Esta primera mención del fuego es la imagen donde se materializa el deseo, pues, como se ve en este mismo poema y en los subsecuentes, comparte muchos de sus atributos. En este sentido, conviene considerar que el fuego ha sido el símbolo de la transformación a lo largo de varias culturas durante siglos, fuerza transmutadora que, al cambiar la materia, también la purifica (Chevalier, 1986: 511-514). El fuego reaparecerá con mayor énfasis en “El fuego por la aldea”, con un sentido similar.

Este mismo poema, algunos versos más adelante, expone el porqué de la huida de la madre y, por lo tanto, su contraposición al deseo:

Lo descendido en vieja sangre suena vacío.

La sangre es fría cuando desciende y cuando se esparce [circulizada.

La madre es fría y está cumplida.

Si es por la muerte, su peso es doble y ya no nos suelta.

No es por las puertas donde se asoma nuestro abandono.

Es por un claro donde la madre sigue marchando, pero ya no [nos sigue.

Es por un claro, allí se ciega y bien nos deja.

Ay del que no marcha esa marcha donde la madre ya no le sigue, [ay (vv. 12-19).

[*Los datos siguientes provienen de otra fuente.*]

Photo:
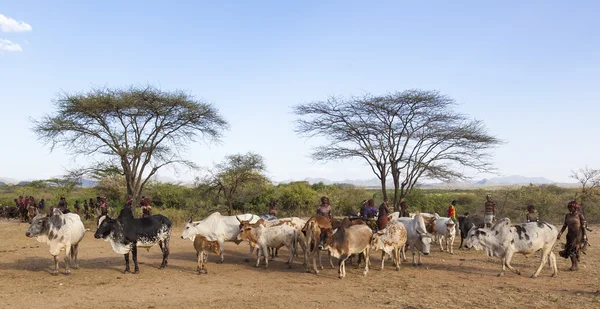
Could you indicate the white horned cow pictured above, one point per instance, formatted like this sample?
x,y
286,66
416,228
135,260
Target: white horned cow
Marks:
x,y
296,223
390,241
504,239
61,232
417,236
262,237
445,231
344,242
217,227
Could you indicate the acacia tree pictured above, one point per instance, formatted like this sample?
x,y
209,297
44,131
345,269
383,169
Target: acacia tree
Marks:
x,y
428,139
134,131
351,130
410,134
237,172
589,179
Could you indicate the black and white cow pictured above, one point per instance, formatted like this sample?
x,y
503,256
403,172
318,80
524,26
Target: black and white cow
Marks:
x,y
504,239
127,233
61,232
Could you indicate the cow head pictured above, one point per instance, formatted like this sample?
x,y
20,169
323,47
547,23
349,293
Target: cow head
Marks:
x,y
247,230
188,230
39,226
326,238
376,242
106,225
475,238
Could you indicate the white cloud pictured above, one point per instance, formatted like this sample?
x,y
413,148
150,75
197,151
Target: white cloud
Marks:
x,y
8,24
6,45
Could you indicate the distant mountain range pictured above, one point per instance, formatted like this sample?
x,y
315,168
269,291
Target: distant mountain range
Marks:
x,y
369,183
486,182
11,181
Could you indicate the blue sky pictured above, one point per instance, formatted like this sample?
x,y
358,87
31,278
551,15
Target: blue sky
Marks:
x,y
529,69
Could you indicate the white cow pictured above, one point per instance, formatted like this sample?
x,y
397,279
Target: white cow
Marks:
x,y
262,237
504,239
61,232
417,236
445,232
390,240
296,223
217,227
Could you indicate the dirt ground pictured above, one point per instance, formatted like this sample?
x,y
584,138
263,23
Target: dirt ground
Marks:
x,y
465,279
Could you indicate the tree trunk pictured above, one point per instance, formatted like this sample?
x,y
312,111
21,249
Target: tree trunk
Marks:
x,y
396,197
229,207
383,187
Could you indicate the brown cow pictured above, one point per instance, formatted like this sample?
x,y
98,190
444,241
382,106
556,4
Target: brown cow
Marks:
x,y
202,245
344,242
312,231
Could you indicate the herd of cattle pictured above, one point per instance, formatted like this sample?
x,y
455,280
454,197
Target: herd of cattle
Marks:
x,y
342,239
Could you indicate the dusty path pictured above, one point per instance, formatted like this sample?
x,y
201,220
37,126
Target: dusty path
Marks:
x,y
462,280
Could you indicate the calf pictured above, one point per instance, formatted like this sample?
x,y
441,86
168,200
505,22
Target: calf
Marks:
x,y
504,239
262,237
127,233
312,230
466,222
390,240
344,242
219,228
417,237
61,232
202,245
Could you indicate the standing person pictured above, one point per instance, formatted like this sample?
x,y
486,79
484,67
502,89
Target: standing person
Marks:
x,y
86,210
576,235
489,211
77,207
384,211
404,209
62,205
531,214
42,205
103,206
325,208
146,208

La imagen de la madre sintetiza un principio contrapuesto al fuego, pues se la nombra como “fría”, pero también como “cumplida”, atributo que comparte con la imagen de la sangre que, igual de fría, se esparce en forma de círculo, otra imagen de lo acabado. En oposición, el fuego es calor y transformación, sin una forma definida: una imagen dinámica que transmuta y, en ese sentido, nunca termina por completar un ciclo, sino que es la metamorfosis concretada en el mundo. Lo acabado, o sea la madre, es algo que ya no puede desear, porque ya está cumplido, ya no busca la imagen de sí. Ahora es posible entender mucho mejor aquellos versos iniciales donde el poeta construye la identidad de este joven como un sujeto que naturalmente huye de la madre, pues es un hombre movido por el deseo. Visto en estos términos, mi interpretación es distinta de la de Arturo Arias, quien advierte una fusión entre la madre y el deseoso. Una perspectiva conciliadora sería comprender a la madre como una imagen de la interioridad del mismo deseoso, lectura que nos llevaría a considerar que el joven busca huir de sí mismo, idea que no parece del todo desacertada. Sin embargo, esta interpretación en segundo grado, muy cercana a la interpretación alegórica de Bejel, es peligrosa en la medida en la que coloca, también, a la imagen en un segundo plano dentro de la experiencia, un mero vehículo que encubre un discurso mucho más abstracto; principio diametralmente opuesto a la poética de Lezama, quien no busca comunicar en el sentido más simple de la palabra, sino participar de un acto de creación mítico y primigenio, que a través del lenguaje trasciende cualquier finalidad y se manifiesta como “un enloquecido apetito de desciframiento” (1988: 350).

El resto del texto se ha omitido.